From: Anti-inflammatory role of GM1 and other gangliosides on microglia

Fig. 1

Administration of GM1 before or after microglia stimulation with LPS curtails pro-inflammatory microglia activation. A BV2 microglial cells were pre-incubated with GM1 (50 µM) or vehicle for 1 h prior to stimulation with LPS (100 ng/ml). Representative immunoblots (of 3 independent experiments) show decreased levels of phospho-IKKα/β and phospho-p38 MAPK following stimulation with LPS in cells pre-treated with GM1. The numbers under the immunoblots are densitometric measurements for phospho-IKKα/β and phospho-p38 MAPK normalized over total protein, and show fold-change over unstimulated controls. B Rat primary microglia were pre-incubated with GM1 for 2 h followed by stimulation with LPS (100 ng/ml, 24 h) prior to measuring IL-6, IL-1β and nitric oxide (NO) released in the medium (N = 3 independent experiments).
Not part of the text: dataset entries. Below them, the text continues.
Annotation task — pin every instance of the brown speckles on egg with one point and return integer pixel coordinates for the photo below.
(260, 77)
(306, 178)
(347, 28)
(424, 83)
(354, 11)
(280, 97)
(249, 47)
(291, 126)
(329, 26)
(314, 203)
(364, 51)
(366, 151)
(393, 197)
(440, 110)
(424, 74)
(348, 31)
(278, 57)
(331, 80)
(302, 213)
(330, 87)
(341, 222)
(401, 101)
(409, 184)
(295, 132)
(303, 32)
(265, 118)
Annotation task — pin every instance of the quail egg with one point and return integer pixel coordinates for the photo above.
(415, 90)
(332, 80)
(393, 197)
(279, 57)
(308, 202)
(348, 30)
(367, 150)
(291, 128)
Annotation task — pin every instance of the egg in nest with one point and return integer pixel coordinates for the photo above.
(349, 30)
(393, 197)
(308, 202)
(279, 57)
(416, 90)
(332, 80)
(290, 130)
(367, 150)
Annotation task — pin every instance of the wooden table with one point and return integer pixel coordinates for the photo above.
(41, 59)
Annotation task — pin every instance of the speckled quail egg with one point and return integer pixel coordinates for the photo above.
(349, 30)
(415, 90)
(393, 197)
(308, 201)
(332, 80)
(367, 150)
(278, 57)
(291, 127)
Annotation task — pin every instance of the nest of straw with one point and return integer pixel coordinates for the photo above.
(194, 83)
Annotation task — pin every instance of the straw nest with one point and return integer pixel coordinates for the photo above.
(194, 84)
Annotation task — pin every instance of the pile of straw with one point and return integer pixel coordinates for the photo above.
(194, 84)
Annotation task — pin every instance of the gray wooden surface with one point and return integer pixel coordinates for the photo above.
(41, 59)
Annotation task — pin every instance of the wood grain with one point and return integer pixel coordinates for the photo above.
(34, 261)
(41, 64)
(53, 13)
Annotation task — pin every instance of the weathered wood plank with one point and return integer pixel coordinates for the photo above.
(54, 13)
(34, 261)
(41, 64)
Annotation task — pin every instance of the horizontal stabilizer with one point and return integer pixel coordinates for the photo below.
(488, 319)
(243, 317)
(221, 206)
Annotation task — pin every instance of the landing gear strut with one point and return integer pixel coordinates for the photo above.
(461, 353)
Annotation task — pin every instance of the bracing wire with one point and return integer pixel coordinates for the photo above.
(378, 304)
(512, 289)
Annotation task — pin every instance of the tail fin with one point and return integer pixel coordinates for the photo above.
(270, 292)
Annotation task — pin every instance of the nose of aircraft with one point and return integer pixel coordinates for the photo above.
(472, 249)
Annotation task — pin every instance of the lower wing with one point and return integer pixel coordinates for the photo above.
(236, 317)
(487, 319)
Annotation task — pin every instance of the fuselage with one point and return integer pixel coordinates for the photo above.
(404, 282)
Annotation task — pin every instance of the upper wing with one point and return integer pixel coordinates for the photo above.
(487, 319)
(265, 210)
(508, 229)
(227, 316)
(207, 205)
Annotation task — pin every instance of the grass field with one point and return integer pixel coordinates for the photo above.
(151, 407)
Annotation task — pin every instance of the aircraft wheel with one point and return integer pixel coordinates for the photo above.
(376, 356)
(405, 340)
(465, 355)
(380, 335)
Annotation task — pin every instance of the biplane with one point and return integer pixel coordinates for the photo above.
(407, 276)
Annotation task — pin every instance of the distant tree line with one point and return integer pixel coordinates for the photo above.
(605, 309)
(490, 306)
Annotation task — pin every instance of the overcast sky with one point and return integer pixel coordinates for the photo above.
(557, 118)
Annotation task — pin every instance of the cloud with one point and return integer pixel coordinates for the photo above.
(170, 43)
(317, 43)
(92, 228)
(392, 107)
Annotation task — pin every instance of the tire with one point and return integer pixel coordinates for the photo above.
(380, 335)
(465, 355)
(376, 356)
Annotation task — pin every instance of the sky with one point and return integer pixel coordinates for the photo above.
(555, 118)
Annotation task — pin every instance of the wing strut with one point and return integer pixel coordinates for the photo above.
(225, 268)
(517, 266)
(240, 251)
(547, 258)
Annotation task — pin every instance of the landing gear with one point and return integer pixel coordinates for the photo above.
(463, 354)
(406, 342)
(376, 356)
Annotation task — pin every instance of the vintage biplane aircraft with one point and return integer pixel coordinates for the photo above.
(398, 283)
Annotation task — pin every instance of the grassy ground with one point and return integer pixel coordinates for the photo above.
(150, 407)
C Mouse primary microglia were stimulated for 3 h with LPS (100 ng/ml), washed and further incubated with GM1 (50 µM) for 8 h. Expression of TNF and IL-1β mRNA and TNF secreted in the medium were significantly decreased in GM1-treated cells (N = 3–5). D Human fetal microglia were treated as in C. GM1 treatment decreased IL-1β secretion into the medium (N = 3)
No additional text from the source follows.